In the third narrative strand, a couple (Paula Patton and Alexander Skarsgard) have dealt separately with a personal tragedy by turning to their computers for solace. But when their identity is stolen, the tenuousness of their stability is quickly exposed. Patton is sad and lovely, while Skarsgard is blonde, statuesque, and then all of the sudden quite moving.
Its easy to invest in each richly depicted and believable story, but it turns out that for all its sophistication, Disconnect has traditional moralizing on the mind: sins, fathers, sons, that sort of thing. Those topics are certainly worthwhile in their own way, and as everyone hurtles slowly toward their fate, and Max Richters score tears your heartstrings to shred, its difficult not to be moved.
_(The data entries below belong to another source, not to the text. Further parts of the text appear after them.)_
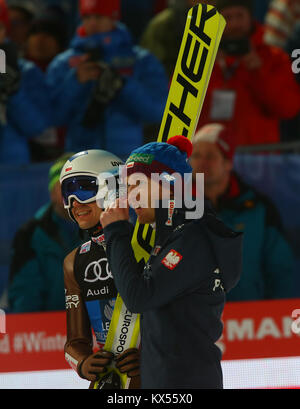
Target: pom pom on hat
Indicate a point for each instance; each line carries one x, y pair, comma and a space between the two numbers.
182, 143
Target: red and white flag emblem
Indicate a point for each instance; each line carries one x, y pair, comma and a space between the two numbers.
172, 259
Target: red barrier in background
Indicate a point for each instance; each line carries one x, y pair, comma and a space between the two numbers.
264, 329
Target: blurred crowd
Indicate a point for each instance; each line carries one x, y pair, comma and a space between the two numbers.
95, 74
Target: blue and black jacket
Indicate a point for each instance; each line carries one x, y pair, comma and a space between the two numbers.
36, 269
180, 294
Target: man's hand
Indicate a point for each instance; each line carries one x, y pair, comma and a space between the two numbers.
119, 210
129, 362
87, 70
95, 364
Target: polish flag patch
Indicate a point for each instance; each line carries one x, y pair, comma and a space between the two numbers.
172, 259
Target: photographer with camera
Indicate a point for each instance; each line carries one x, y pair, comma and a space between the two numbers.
105, 89
252, 87
24, 108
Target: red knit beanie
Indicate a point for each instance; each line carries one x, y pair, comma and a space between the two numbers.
109, 8
4, 16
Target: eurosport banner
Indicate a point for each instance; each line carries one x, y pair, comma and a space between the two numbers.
252, 330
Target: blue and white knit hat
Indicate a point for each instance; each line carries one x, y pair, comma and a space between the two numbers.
160, 157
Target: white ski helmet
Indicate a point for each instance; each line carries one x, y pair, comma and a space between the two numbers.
85, 174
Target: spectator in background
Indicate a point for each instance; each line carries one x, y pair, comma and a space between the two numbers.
39, 249
46, 39
267, 257
103, 88
25, 110
252, 83
163, 35
280, 21
21, 14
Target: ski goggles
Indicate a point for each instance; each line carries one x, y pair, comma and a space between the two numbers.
82, 188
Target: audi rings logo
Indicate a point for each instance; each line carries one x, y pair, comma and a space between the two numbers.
97, 270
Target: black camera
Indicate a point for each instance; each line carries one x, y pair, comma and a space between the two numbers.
235, 46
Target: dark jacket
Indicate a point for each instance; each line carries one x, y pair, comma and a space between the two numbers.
36, 270
180, 294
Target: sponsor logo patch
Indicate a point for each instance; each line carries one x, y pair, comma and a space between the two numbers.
144, 158
85, 248
172, 259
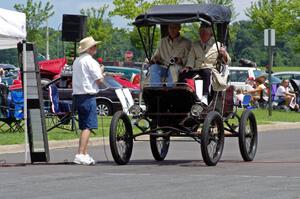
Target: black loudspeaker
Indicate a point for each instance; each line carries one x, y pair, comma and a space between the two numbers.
73, 27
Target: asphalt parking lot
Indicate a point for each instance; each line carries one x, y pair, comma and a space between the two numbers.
275, 173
But for a film with such a delicious sense of the modern world, of its colors and surfaces and keyboards, its almost disappointing to find it returning to something as traditional as the big finish. As the story lines tighten and intertwine, the filmmakers aims are clarified and their impact lessened. No good deed goes unpunished and no lesson unspoken. Films like Babel and Crash have paved this territory so thoroughly that the climactic collision feels less like a revelation than a structural tic.
Despite ultimately veering too close to the maudlin, Disconnect is a thick, viscous film that deserves a surfeit of adjectives. Its at once exhilarating and upsetting, moving and disappointing, exuberant and frustrating. And though in the end it reveals itself to be a moralistic fable of the modern world, I still relish those initial moments when it was a pure and confusing burst of life instead.